Crappie USA Tournament Results for the Grenada Lake Regional Event 



This past Saturday Crappie USA held one of four regional events on Grenada Lake at Grenada, Mississippi. These anglers from 14 different states were competing for not only cash and prizes, but a chance to advance to the prestigious Cabela's Crappie USA Classic to be held on Patoka Lake in Indiana. 

This was one of the most competitive events so for this year with only about one half pound separating first through sixth place in the semi-pro division. As one team stated the bite was 180 degrees off from 3 weeks ago when these fish were in the pre-spawn stage. The next challenge for these anglers will be the Cabela's Crappie USA Classic to be held October 8-11 on Indiana's Patoka Lake where anglers from across the country will be competing to be crowned the Champions of the 2008 Classic. 
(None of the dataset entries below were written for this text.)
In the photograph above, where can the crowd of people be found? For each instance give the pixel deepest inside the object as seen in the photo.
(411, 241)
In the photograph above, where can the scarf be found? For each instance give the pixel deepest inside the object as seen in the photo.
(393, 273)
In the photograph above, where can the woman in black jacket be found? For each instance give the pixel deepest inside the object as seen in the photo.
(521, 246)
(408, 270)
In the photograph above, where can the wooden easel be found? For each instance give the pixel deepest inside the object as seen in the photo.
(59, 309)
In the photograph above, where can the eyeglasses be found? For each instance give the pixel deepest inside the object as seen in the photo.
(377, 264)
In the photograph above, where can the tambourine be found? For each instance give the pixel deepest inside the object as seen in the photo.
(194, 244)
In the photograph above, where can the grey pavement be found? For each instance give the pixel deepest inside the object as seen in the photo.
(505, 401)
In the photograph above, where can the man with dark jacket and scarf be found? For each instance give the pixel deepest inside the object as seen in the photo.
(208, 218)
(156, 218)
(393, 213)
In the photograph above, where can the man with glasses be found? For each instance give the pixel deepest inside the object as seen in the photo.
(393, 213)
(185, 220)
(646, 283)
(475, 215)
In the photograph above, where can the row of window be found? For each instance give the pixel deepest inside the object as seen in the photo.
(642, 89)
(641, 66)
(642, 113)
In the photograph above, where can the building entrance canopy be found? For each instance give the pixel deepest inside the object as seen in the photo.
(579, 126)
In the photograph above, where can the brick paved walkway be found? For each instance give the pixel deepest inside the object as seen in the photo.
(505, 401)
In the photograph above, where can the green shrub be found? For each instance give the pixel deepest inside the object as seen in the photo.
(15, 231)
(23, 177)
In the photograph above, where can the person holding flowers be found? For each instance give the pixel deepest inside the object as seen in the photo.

Semi-Pro Division Results 

Taking first place was the team of Mike Walters of Troy, Ohio and Rick Solomon of Piqua, Ohio with a total weight of 10.63 pounds. Mike and Rick were slow trolling in Graysport 8-10 feet deep with most of their fish coming off of grass lines. Mike and Rick were using B'n'M Poles rigged with brown Eagle Claw jigheads. The team as always was powered by a Minn Kota trolling motor using their Tite-Lok system. Mike and Rick received $5,000.00 for first place.


----------